CAMZYOS reduces LVEF and may cause heart failure due to systolic dysfunction. Patients with a serious intercurrent illness such as infection or arrhythmia (including atrial fibrillation or other uncontrolled tachyarrhythmia) or those undergoing major cardiac surgery may be at greater risk of systolic dysfunction and progress to heart failure. New or worsening dyspnoea, chest pain, fatigue, palpitations, leg oedema or elevations in N-terminal pro-B-type natriuretic peptide (NT-proBNP) may be signs and symptoms of systolic dysfunction and should prompt an evaluation of cardiac function. LVEF should be measured prior to initiating treatment and closely monitored thereafter. Treatment interruption may be necessary to ensure that LVEF remains ≥50%.
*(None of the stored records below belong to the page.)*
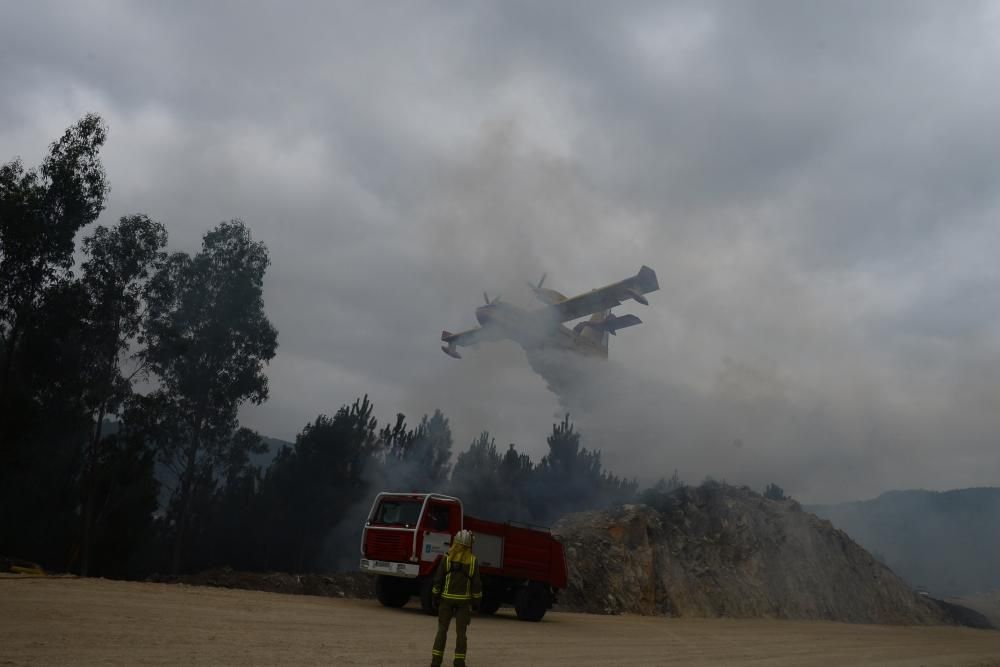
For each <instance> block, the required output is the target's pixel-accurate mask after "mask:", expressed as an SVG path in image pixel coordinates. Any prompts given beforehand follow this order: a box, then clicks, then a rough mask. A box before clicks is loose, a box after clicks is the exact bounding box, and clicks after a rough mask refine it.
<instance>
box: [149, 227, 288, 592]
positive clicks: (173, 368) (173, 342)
mask: <svg viewBox="0 0 1000 667" xmlns="http://www.w3.org/2000/svg"><path fill="white" fill-rule="evenodd" d="M267 266H268V256H267V249H266V248H265V247H264V245H263V244H261V243H259V242H255V241H253V240H252V238H251V237H250V232H249V230H248V229H247V228H246V226H245V225H244V224H243V223H242V222H241V221H239V220H233V221H231V222H226V223H222V224H220V225H219V226H217V227H216V228H215V229H213V230H212V231H210V232H209V233H208V234H206V235H205V237H204V239H203V242H202V250H201V252H200V253H198V254H197V255H195V256H194V257H190V256H188V255H187V254H185V253H174V254H173V255H171V256H170V257H169V258H168V259H167V260H166V262H165V263H164V266H163V268H162V269H160V271H158V272H157V274H156V275H155V276H154V277H153V280H152V282H151V284H150V288H149V292H148V297H147V300H148V309H149V313H148V321H147V324H146V328H145V343H146V347H145V348H144V350H143V352H142V358H143V360H144V361H145V362H146V363H148V364H149V367H150V369H151V370H152V372H153V373H155V374H156V376H157V378H158V380H159V382H160V389H158V390H157V391H156V392H155V395H154V398H155V401H154V405H155V409H156V410H158V411H161V412H163V413H165V414H169V415H170V416H171V419H172V426H171V427H170V432H169V436H168V437H165V438H162V439H161V441H160V445H159V447H158V451H159V454H160V457H161V460H162V461H163V462H164V463H165V464H167V465H168V466H170V467H171V468H172V469H173V470H174V471H175V472H176V474H177V486H176V488H175V490H174V500H173V503H172V506H171V511H172V514H173V515H174V521H173V524H172V526H171V529H172V532H173V555H172V558H171V569H172V571H175V572H176V571H177V570H178V569H179V568H180V567H181V560H182V557H183V549H184V543H185V537H186V536H185V532H186V529H187V524H188V519H189V516H190V514H191V512H192V500H193V498H194V497H195V496H196V495H198V494H201V495H204V494H210V493H211V492H212V491H213V487H214V484H215V480H216V470H217V469H218V467H219V466H220V465H221V462H222V461H225V460H227V459H228V458H230V457H231V449H232V447H233V443H234V442H235V441H234V440H233V438H232V437H231V433H232V431H233V430H234V428H236V425H237V419H236V417H237V410H238V409H239V407H240V405H242V404H243V403H245V402H247V401H249V402H251V403H261V402H263V401H264V400H265V399H266V398H267V376H266V375H264V372H263V367H264V365H265V364H266V363H267V362H268V361H270V359H271V358H272V357H274V354H275V350H276V348H277V331H276V330H275V329H274V327H273V326H272V325H271V323H270V322H269V321H268V319H267V316H266V315H265V314H264V301H263V280H264V272H265V271H266V269H267Z"/></svg>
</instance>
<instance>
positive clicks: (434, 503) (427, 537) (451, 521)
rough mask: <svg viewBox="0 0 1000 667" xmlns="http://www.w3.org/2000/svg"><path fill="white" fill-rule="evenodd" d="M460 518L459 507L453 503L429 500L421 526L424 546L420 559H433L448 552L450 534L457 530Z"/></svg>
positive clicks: (445, 553) (421, 559) (429, 560)
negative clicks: (423, 542) (430, 500)
mask: <svg viewBox="0 0 1000 667" xmlns="http://www.w3.org/2000/svg"><path fill="white" fill-rule="evenodd" d="M461 520H462V518H461V513H460V510H459V507H458V505H456V504H455V503H444V502H440V501H434V500H432V501H431V502H429V503H428V504H427V511H426V512H425V513H424V521H423V525H422V526H421V529H422V532H423V538H424V540H423V542H424V548H423V549H422V550H421V553H420V560H425V561H433V560H435V559H437V557H438V555H439V554H442V555H443V554H446V553H448V548H449V547H450V546H451V536H452V535H454V534H455V533H457V532H458V530H459V526H460V525H461Z"/></svg>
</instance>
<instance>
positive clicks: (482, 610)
mask: <svg viewBox="0 0 1000 667" xmlns="http://www.w3.org/2000/svg"><path fill="white" fill-rule="evenodd" d="M498 609H500V600H497V599H496V598H493V597H490V596H488V595H484V596H483V601H482V602H480V603H479V613H480V614H482V615H483V616H492V615H493V614H495V613H497V610H498Z"/></svg>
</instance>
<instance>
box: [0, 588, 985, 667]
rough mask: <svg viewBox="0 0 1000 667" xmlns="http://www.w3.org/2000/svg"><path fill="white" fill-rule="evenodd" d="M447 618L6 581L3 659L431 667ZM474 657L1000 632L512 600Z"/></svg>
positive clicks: (798, 644) (699, 649) (724, 659)
mask: <svg viewBox="0 0 1000 667" xmlns="http://www.w3.org/2000/svg"><path fill="white" fill-rule="evenodd" d="M435 626H436V622H435V620H434V619H433V618H431V617H429V616H425V615H423V614H421V613H420V612H419V611H418V610H416V609H415V608H406V609H401V610H398V609H396V610H394V609H384V608H382V607H380V606H379V605H378V603H377V602H374V601H369V600H344V599H332V598H321V597H308V596H293V595H280V594H276V593H261V592H256V591H236V590H225V589H216V588H202V587H189V586H183V585H168V584H147V583H136V582H118V581H106V580H101V579H73V578H39V579H14V578H9V577H7V578H0V665H10V664H14V665H22V664H23V665H95V664H100V665H115V664H118V665H176V664H184V665H193V664H198V665H277V664H286V665H426V664H429V662H430V644H431V641H432V639H433V634H434V630H435ZM449 640H450V641H449V651H450V649H451V648H452V647H453V642H454V636H451V637H449ZM449 658H450V656H449ZM469 662H470V664H471V665H475V666H477V667H480V666H486V665H671V664H676V665H748V664H750V665H789V666H791V665H795V666H806V665H928V666H929V665H1000V632H998V631H989V630H971V629H967V628H948V627H932V628H924V627H886V626H871V625H846V624H840V623H825V622H798V621H767V620H696V619H666V618H648V617H638V616H590V615H584V614H569V613H550V614H549V615H548V616H546V617H545V620H544V621H542V622H541V623H523V622H521V621H518V620H516V619H515V618H514V617H513V614H512V613H511V612H510V611H506V610H505V611H501V612H500V613H499V614H498V615H497V616H495V617H493V618H476V619H475V620H474V621H473V624H472V627H471V628H470V652H469ZM446 664H447V663H446Z"/></svg>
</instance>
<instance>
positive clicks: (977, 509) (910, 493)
mask: <svg viewBox="0 0 1000 667" xmlns="http://www.w3.org/2000/svg"><path fill="white" fill-rule="evenodd" d="M804 509H806V510H807V511H809V512H813V513H814V514H816V515H817V516H819V517H821V518H824V519H828V520H829V521H830V522H831V523H833V525H834V526H836V527H837V528H840V529H841V530H843V531H844V532H846V533H847V534H848V535H850V536H851V537H852V538H853V539H854V540H856V541H857V542H858V543H859V544H861V545H862V546H864V547H865V548H866V549H868V550H869V551H870V552H872V554H873V555H875V556H876V557H877V558H879V559H881V560H883V562H885V564H886V565H888V566H889V567H890V568H892V570H893V572H895V573H896V574H898V575H899V576H900V577H902V578H903V579H904V580H905V581H906V582H907V583H909V584H910V585H911V586H922V587H925V588H926V589H927V590H928V591H930V592H931V594H932V595H935V596H943V595H965V594H969V593H975V592H979V591H986V590H992V589H996V588H1000V488H996V487H975V488H969V489H956V490H953V491H922V490H908V491H887V492H886V493H883V494H882V495H880V496H879V497H877V498H875V499H873V500H865V501H857V502H851V503H841V504H838V505H813V506H807V507H804Z"/></svg>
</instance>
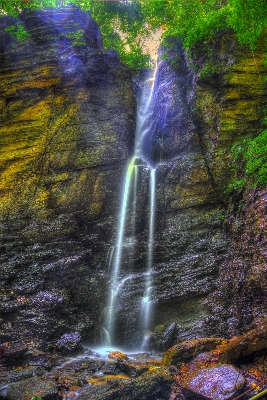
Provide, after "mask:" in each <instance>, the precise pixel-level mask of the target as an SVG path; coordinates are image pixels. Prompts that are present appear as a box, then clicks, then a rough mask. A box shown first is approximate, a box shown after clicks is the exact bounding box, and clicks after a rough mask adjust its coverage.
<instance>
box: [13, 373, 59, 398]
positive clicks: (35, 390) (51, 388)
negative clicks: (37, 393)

CAMZYOS is primarily metabolised by CYP2C19 and to a lesser extent by CYP3A4 and mostly by CYP3A4 in CYP2C19 poor metabolisers, which may lead to the following interactions:

• Starting or increasing the dose of a strong or moderate CYP3A4 inhibitor or any CYP2C19 inhibitor may increase risk of heart failure due to systolic dysfunction
• Stopping or decreasing dose of any inhibitor of CYP3A4 or CYP2C19 may lead to a loss of  therapeutic response to CAMZYOS
• Starting a strong CYP3A4 or strong CYP2C19 inducer may lead to a loss of therapeutic response to CAMZYOS
• Stopping a strong CYP3A4 or strong CYP2C19 inducer may increase risk of heart failure due to systolic dysfunction

Prior to and during CAMZYOS treatment, the potential for interactions, including over the counter medicinal products (such as omeprazole or esomeprazole), should be considered. Dose adjustment of CAMZYOS and/or close monitoring may be required in patients initiating or discontinuing treatment with, or changing the dose of concomitant medicinal products that are inhibitors or inducers of CYP2C19 or CYP3A4. Intermittent administration of these medicinal products is not recommended.

The safety of concomitant use of CAMZYOS with disopyramide, or use of CAMZYOS in patients taking beta blockers in combination with verapamil or diltiazem has not been established. Therefore, patients should be closely monitored when taking these concomitant medicinal products.

CAMZYOS is suspected to cause embryo-foetal toxicity when administered to a pregnant woman based on animal studies. Due to risk to the foetus, CAMZYOS is contraindicated during pregnancy and in women of childbearing potential not using effective contraception. Before initiation of treatment, women of childbearing potential must be informed of this risk to the foetus, must have a negative pregnancy test and must use effective contraception during treatment and for 6 months after treatment discontinuation.